One of the fundamental goals of estate planning is to limit the potential for disputes and hard feelings among your heirs after your death. But so-called “will contests” (and “trust contests”) seem to be getting more frequent these days.
Disputes over the post-mortem disposition of your property can arise for many reasons. Perhaps your children just don’t get along. Or you left more to one child than another. Or there is conflict between your spouse and your children from a prior marriage. Or a family member feels that they were denied “their rightful inheritance” because you gave part of your estate to a friend or a charity.
I recall representing an estate where the decedent was gay, and his siblings were very upset that he left a large bequest to his life partner. The siblings lost, but not until after a court battle.
Our increasing longevity may feed into the growing prevalence of will contests. Age related losses in mental acuity (“lack of capacity”) and the potential outsized influence of a child who serves as primary caregiver (“undue influence”) are factors in many will contests.
One way to limit the potential for a will (or trust) contest is to include a clause in your estate planning documents that says that an heir who challenges your Will or Trust and loses gets nothing. This clause is commonly called a “no-contest” or “forfeiture” provision, although lawyers sometimes refer to it as an in terrorem clause.
Most (but not all) states permit you to include a no-contest provision in your Will. Pennsylvania has a statute allowing it: See 20 Pa.C.S. §2521.

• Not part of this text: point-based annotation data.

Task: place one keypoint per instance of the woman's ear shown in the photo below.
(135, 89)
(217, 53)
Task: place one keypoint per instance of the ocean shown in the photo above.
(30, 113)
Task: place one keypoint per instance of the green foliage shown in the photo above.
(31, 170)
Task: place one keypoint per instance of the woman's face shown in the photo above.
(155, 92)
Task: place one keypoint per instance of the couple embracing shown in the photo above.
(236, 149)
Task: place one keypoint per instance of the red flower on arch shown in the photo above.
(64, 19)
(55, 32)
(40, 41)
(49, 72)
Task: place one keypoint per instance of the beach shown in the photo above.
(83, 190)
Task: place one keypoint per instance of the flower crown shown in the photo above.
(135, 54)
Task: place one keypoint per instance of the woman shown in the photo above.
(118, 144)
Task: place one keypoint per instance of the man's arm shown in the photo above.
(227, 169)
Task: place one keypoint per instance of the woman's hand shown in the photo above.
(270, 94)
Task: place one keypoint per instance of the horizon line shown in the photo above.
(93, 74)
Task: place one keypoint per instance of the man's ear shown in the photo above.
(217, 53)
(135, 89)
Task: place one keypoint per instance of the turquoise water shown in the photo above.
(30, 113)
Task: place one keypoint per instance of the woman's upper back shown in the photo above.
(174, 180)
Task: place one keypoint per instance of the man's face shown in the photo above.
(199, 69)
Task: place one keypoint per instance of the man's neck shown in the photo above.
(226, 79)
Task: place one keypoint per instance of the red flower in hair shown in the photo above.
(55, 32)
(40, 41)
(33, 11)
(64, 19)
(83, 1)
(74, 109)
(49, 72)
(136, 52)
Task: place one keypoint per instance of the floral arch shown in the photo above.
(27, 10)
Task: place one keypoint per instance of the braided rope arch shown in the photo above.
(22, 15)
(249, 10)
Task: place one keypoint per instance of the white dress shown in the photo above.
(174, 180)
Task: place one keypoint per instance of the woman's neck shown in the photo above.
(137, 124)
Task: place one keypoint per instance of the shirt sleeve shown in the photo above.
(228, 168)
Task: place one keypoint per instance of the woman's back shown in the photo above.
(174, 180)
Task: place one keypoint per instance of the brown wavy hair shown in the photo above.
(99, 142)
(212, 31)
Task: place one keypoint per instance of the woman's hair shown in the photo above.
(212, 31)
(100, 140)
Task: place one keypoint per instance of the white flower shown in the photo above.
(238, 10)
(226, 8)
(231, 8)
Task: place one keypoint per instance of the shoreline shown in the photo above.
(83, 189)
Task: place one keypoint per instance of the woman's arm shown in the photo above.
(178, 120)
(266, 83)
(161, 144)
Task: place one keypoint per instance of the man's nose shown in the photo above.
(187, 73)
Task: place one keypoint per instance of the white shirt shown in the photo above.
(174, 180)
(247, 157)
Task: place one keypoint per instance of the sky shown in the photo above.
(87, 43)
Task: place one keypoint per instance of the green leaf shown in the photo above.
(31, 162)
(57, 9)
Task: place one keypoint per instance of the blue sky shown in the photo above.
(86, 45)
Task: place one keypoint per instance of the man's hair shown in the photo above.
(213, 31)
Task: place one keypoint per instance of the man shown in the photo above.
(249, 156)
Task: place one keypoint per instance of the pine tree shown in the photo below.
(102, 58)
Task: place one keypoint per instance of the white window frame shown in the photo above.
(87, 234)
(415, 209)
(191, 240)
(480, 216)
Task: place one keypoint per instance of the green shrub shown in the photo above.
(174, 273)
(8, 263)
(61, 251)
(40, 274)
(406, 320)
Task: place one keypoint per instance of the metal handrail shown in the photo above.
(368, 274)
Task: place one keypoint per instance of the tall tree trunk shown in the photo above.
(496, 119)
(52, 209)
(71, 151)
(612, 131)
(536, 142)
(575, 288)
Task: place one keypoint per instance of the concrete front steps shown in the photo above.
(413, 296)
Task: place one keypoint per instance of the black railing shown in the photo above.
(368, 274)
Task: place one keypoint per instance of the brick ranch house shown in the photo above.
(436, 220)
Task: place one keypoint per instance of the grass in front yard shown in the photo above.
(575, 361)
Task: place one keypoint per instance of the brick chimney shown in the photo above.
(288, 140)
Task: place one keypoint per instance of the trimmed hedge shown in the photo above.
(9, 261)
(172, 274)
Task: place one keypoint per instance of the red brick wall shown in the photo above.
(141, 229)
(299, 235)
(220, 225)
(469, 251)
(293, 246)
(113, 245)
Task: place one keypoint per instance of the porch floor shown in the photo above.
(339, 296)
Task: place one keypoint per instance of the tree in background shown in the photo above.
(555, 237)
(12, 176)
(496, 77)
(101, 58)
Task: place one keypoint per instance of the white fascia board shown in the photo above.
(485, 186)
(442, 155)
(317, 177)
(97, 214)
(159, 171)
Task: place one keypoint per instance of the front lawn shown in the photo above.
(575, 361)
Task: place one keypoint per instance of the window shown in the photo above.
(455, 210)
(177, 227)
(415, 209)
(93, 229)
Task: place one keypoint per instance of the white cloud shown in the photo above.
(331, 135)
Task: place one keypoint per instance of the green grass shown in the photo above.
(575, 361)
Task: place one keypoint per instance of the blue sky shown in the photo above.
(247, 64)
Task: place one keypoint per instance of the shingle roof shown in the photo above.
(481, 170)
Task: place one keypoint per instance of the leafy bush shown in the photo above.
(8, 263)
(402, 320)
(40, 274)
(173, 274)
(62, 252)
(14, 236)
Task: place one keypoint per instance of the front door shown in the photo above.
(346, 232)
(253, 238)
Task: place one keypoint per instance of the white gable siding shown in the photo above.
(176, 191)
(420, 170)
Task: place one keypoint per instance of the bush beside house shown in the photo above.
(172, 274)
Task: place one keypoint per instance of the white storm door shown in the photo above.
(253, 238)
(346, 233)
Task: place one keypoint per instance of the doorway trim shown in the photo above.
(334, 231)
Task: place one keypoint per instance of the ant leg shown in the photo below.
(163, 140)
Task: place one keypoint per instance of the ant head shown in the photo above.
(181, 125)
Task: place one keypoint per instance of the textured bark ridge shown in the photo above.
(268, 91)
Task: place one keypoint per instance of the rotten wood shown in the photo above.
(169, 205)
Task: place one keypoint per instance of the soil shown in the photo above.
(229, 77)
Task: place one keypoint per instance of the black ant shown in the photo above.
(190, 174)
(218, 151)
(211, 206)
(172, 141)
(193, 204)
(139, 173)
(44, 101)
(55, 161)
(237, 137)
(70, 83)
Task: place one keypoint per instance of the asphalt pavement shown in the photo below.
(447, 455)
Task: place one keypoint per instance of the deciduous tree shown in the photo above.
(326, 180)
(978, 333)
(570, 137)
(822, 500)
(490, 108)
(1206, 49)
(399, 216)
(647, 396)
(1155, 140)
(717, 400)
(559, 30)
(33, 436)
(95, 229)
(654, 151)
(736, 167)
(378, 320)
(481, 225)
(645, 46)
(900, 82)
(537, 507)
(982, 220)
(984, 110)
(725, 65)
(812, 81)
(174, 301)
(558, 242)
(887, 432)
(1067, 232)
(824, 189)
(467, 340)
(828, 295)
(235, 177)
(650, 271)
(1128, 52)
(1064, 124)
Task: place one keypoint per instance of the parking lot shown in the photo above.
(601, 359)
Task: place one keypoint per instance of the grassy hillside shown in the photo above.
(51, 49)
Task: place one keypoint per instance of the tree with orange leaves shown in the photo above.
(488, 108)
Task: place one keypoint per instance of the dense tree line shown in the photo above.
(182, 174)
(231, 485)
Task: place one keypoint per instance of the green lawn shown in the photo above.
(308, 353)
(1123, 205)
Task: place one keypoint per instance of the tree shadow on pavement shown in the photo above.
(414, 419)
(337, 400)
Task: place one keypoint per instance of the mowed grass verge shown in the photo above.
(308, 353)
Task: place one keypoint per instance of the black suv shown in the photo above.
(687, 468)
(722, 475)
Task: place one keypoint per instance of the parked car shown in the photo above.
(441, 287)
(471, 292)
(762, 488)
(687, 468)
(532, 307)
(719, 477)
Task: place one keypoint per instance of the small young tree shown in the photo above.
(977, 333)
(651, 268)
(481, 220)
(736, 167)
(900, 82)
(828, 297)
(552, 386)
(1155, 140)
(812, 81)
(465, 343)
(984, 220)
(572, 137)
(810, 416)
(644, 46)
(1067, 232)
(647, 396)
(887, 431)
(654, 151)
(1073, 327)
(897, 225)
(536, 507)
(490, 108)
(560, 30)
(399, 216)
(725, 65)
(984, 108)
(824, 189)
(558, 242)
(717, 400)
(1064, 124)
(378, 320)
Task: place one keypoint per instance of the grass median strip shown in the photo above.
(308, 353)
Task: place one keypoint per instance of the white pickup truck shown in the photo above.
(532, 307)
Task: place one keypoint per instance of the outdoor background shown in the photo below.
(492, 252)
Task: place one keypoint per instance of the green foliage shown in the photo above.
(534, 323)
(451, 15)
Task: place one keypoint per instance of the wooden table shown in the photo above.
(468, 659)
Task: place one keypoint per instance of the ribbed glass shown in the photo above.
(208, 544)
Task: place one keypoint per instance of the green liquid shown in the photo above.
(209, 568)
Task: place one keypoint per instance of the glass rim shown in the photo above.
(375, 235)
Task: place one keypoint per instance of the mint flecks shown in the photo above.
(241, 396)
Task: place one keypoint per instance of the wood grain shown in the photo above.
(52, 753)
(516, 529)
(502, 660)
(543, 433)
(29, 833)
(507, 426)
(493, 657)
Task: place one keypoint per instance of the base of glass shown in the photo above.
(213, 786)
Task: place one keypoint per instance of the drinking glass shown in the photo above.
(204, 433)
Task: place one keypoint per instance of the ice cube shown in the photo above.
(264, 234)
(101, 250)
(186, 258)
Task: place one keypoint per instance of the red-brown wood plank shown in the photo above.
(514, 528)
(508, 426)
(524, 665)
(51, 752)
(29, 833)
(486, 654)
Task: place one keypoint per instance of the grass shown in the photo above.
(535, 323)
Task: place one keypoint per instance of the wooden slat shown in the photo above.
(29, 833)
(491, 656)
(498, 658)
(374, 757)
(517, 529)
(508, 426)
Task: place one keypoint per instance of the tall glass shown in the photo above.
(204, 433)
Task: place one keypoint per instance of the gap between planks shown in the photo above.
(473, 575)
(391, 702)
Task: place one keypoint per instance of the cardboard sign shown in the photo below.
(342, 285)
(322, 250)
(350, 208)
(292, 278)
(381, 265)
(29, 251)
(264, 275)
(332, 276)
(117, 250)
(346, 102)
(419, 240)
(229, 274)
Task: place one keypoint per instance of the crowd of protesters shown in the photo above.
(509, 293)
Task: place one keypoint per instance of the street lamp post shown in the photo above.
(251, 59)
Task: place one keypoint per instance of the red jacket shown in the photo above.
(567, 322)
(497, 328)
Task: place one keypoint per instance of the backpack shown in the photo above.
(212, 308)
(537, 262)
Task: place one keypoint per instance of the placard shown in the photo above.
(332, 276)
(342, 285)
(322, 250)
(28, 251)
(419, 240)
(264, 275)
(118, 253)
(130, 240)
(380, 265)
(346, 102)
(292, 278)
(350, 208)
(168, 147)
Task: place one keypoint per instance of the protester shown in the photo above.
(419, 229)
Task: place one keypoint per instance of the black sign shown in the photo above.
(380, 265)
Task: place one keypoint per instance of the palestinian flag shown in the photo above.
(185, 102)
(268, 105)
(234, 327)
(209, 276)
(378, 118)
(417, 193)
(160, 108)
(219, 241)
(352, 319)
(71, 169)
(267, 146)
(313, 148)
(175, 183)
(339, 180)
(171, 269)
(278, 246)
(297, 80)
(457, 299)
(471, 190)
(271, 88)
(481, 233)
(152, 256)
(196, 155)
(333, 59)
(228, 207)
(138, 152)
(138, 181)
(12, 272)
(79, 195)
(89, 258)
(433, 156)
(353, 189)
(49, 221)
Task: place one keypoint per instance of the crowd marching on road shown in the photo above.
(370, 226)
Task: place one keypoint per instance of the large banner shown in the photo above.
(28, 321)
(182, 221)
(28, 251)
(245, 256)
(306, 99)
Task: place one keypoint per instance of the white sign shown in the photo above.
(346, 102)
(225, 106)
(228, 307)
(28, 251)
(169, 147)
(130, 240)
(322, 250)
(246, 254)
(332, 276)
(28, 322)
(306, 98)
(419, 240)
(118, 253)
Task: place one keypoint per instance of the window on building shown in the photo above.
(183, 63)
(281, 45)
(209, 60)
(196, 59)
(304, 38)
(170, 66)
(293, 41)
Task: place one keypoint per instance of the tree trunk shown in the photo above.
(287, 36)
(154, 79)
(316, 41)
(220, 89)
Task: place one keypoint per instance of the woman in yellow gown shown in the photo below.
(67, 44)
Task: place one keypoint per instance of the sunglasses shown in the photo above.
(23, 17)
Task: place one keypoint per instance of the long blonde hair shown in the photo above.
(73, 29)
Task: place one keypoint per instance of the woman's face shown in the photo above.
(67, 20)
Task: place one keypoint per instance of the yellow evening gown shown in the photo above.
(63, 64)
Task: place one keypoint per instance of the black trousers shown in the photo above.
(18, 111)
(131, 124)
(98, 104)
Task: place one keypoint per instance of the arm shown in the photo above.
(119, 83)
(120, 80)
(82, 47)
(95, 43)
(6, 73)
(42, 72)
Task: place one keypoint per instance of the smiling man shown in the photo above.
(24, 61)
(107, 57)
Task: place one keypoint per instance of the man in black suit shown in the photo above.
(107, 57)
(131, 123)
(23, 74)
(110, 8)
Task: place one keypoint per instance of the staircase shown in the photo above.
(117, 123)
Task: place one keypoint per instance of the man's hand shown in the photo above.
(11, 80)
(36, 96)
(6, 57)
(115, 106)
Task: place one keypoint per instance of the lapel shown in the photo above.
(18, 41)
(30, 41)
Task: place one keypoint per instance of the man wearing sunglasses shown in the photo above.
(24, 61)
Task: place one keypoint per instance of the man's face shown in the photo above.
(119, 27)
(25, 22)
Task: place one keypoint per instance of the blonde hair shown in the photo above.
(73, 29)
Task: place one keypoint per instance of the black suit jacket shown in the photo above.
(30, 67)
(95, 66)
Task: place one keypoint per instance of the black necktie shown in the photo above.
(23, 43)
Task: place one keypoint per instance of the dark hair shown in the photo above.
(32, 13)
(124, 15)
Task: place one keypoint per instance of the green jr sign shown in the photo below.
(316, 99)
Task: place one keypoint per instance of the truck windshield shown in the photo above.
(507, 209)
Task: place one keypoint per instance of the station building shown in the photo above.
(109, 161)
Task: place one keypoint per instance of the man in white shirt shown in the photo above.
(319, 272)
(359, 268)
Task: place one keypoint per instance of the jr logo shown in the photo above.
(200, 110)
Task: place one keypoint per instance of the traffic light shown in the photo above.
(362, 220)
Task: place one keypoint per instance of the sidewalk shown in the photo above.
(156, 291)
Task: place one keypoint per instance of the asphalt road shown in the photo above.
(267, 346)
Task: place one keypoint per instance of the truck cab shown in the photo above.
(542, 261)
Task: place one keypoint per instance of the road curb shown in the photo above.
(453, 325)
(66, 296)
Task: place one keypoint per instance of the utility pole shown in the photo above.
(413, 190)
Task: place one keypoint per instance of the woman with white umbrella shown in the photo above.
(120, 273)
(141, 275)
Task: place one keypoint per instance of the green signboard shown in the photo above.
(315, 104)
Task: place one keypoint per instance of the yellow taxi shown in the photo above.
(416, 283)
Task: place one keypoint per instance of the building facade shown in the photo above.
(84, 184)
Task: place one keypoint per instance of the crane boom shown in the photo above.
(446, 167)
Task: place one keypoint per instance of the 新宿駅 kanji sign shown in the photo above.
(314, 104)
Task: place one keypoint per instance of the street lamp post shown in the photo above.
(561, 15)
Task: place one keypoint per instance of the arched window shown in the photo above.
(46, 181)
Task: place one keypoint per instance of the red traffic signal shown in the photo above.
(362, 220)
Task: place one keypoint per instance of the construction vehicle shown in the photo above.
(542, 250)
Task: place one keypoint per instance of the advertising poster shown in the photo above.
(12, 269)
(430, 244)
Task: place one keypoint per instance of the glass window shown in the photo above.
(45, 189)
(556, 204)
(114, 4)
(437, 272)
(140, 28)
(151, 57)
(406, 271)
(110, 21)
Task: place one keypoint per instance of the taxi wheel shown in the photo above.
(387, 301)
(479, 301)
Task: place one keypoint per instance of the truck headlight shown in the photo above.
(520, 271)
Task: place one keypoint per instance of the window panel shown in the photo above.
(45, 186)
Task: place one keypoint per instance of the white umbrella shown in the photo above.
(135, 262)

Pennsylvania law, like that of many states, specifies that forfeiture will not take place if there was “probable cause” for the will contest. While there is no settled definition of what constitutes probable cause, the term basically means that there was a good reason for the contest. Probable cause justification for a contest may be found even in situations where the Will is ultimately upheld.
A no-contest clause can protect your estate from vexatious lawsuits from a disappointed heir. But it only works if the heir has something to lose. If an heir is completely disinherited, there is nothing to be forfeited. So, if you use a no contest provision you will want to leave your disfavored heirs enough money or property to make them hesitate before seeking to invalidate your Will.
A no-contest clause is just one of the strategies that can be used to avoid litigation over your estate. For example, your lawyer may recommend steps to limit the potential for lack of capacity and undue influence claims – e.g. doctor’s exams, videotaped wills and excluding children from estate planning meetings.
Be sure to tell your lawyer if you think that there is a chance that someone may dispute the dispositions you intend to make in your Will or Trust. Together you can come up with the best ways to ensure that your estate plan does not include a legacy of anger and litigation.